SÜRDÜRÜLEBİLİRLİĞE KAPSAMLI BİR BAKIŞ
Sürdürülebilirlik bugün her zamankinden çok daha can alıcı öneme sahip bir kavram olarak gündemde kendine yer buluyor. Google Trends’de hızlıca yapılacak bir aramayla dahi kavramın geçtiğimiz on yılda istikrarlı bir şekilde daha fazla incelendiğini görebilmek mümkün. Peki, sürdürülebilirlik çağdaş bir kavram mı yoksa kökleri geçmişe mi uzanıyor?
Kavramın tarihi
Sürdürülebilirlik kavramı İngilizcede 20. yüzyılın ikinci yarısıyla birlikte kendine yer bulsa da kimi araştırmacılar, bu fikrin geçmişinin çok daha eski olduğunu ifade ediyorlar. İlk medeniyetlerden itibaren ormansızlaşma, toprak verimliliğinde gözlenen düşüş ve üretimin doğada neden olduğu diğer kayıpların farkında olunduğuna; bu kayıpların engellenmesini ve doğal dengenin “sürdürülebilir” bir nitelik kazanmasını sağlayacak öneriler getirildiğine dikkat çekiyorlar. Tarih profesörü Jacobus A. Du Pisani, kavramın 16. ve 18. yüzyıldaki kullanımlarına işaret ederek sürdürülebilirliğin yalnızca 21. yüzyıla ait bir kavram olmadığını gözler önüne seriyor. Özellikle 18. yüzyılda doğal kaynakların sınırlılığına dair tartışmaların arttığına ve o dönemde kavramın kendine yer bulduğuna vurgu yapan Du Pisani, Saksonyalı vergi muhasebecisi Hans Carl von Carlowitz’in kaynakların sürdürülebilir kullanılması gerektiğinden söz ederek sürdürülebilirliği bir fikir olarak değilse de sözcük olarak 1713’te ilk kez dile getirdiğini açıklıyor.
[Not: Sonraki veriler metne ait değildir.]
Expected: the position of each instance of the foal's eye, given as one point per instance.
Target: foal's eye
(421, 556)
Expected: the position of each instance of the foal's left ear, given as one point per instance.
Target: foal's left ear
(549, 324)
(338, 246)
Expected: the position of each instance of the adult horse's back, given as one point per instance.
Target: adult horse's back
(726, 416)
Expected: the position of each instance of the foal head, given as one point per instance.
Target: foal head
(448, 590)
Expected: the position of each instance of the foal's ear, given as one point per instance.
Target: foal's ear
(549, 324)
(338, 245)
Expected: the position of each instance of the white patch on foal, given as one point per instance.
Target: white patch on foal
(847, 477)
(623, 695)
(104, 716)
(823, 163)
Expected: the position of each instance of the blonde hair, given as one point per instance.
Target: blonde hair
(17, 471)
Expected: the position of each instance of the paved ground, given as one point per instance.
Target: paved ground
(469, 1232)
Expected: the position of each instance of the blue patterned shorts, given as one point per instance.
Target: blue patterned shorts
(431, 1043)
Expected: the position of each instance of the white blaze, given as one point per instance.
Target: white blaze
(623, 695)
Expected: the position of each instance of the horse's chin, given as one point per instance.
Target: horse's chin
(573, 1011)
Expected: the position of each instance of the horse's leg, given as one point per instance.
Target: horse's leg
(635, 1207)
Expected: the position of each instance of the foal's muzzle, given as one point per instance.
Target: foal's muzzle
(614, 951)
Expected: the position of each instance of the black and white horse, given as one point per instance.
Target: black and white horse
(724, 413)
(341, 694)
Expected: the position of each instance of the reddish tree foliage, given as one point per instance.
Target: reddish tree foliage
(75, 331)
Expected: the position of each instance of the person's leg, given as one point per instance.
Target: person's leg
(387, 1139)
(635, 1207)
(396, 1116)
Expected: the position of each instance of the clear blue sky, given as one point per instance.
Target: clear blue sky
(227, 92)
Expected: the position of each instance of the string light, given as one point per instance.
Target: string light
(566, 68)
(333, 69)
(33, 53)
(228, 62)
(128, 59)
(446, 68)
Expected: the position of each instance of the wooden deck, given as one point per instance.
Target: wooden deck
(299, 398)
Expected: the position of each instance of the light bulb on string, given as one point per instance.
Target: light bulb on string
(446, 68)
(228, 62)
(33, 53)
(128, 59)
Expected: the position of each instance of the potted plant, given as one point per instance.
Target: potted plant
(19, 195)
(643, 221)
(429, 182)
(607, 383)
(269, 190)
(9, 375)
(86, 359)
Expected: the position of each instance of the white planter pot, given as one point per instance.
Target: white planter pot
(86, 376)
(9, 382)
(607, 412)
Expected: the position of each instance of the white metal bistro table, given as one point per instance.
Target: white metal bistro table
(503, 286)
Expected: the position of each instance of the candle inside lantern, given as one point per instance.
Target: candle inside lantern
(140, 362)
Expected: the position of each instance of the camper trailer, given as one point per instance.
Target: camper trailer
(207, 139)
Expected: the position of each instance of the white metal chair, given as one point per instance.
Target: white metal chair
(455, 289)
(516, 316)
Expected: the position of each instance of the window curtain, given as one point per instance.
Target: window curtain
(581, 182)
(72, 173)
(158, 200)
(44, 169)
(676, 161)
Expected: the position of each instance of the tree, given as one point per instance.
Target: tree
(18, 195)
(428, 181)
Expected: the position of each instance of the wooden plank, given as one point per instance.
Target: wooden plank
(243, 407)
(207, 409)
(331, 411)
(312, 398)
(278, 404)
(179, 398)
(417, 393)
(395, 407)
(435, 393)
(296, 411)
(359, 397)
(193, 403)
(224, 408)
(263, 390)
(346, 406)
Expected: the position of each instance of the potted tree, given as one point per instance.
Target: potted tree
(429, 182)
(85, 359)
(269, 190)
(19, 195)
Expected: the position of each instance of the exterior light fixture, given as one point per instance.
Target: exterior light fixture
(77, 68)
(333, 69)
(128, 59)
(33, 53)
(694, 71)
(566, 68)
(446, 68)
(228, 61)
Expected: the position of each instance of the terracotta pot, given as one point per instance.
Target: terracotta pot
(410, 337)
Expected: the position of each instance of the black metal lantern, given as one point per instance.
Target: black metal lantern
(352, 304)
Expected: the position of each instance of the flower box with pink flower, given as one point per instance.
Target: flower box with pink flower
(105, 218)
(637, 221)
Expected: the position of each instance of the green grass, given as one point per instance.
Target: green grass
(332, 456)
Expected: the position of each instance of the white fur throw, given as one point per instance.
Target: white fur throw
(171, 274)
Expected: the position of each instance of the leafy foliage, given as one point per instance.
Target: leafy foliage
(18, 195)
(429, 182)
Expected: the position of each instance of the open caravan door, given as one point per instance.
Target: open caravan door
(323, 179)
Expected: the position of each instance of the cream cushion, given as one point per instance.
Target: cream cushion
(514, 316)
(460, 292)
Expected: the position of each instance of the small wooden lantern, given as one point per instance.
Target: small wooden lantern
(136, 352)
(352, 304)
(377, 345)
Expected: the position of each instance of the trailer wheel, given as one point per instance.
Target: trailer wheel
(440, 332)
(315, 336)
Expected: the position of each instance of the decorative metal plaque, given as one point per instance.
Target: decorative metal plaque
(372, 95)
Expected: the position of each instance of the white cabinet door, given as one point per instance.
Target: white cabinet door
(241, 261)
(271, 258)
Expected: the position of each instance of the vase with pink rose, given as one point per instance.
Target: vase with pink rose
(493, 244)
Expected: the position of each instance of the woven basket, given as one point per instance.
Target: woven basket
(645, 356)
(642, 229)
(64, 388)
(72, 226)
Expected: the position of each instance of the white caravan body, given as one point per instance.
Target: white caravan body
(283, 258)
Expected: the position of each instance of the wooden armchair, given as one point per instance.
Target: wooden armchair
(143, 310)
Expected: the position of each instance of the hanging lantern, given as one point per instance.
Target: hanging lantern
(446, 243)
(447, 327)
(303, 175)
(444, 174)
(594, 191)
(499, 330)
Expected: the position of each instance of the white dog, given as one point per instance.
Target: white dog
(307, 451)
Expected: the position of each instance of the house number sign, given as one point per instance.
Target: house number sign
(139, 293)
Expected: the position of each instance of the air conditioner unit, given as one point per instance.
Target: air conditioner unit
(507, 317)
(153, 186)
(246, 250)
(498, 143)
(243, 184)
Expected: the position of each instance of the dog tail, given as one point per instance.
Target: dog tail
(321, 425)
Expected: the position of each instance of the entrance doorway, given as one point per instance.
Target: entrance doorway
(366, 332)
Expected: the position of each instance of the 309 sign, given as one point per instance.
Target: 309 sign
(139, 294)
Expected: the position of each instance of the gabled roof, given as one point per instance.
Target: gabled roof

Zaman içerisinde önce kömür ardından petrolle ilgili kaygılar ortaya çıkıyor. Üretimin ana kaynağını oluşturan bu ürünlerin tükenmelerinin önüne nasıl geçilebileceği dolayısıyla bunların “sürdürülebilir” şekilde nasıl kullanılabileceği tartışılıyor. Tüm bunlar, tarih boyunca sürdürülebilirliğin açıkça telaffuz edilmediği durumlarda dahi insanların en temel problemlerinden biri olarak kendine yer bulduğunu gözler önüne seriyor.
Kavramın günümüzde sahip olduğu anlama gelecek olursak… Sürdürülebilirliğin bu denli önem kazanmasının ardında dünyanın tanık olduğu iki savaşın ve bu savaşların yarattığı yıkıcı etkilerin bulunduğunu ifade etmek kaçınılmaz. Asla kesintiye uğramayacak, çizgisel olarak ilerleyecek bir teknolojik gelişimin, insanlığın gelişimiyle eş anlamlı olmayabileceğini gözler önüne seren bu savaşların ilerleme fikrinin daha eleştirel bir gözle değerlendirilmesine kapı araladığını ve sürdürülebilirliğin bu eleştirel düşüncenin ürünü olduğunu dile getirebiliriz. Ancak bu bakış açısının sürdürülebilirliğin kazandığı popülerliği tek başına açıklamakta yeterli olmayacağı açık. Kavramın bilinirliğinin artmasının yanında, dünyada toplumsal ve politik ölçekte önem kazanması ulus-üstü kuruluşların sürdürülebilirliğe gerek hazırladıkları raporlarla gerekse bu doğrultudaki faaliyetleriyle yer vermeleriyle doğrudan doğruya ilişkili. Bu örneklerin başlıcaları arasında Brundtland Raporu’nu saymak mümkün. Ekonomik gelişmeyle çevrenin korunması arasındaki ilişkinin sürdürülebilir kalkınma paradigmasına sadık kalınarak ele alınması gerektiğini ifade eden rapor oldukça belirleyici bir etkiye sahip.
Kavramın kapsamı ve önemi
Peki, sürdürülebilirlik Brundtland Raporu’nda ve benzeri metinlerde nasıl tanımlanıyor ve önemi ne? 1987 tarihli rapor, kalkınmanın temel kriterlerinden birini gelecek nesillerin gereksinim duyacağı kaynakların göz önünde bulundurulması olarak ifade ediyor. Bu da sınırsız bir gelişim fikrinin önüne set çekerek yalnızca bugünü değil, geleceği de göz önünde bulunduran bir ilerleme fikrinin önem kazanmasını sağlıyor.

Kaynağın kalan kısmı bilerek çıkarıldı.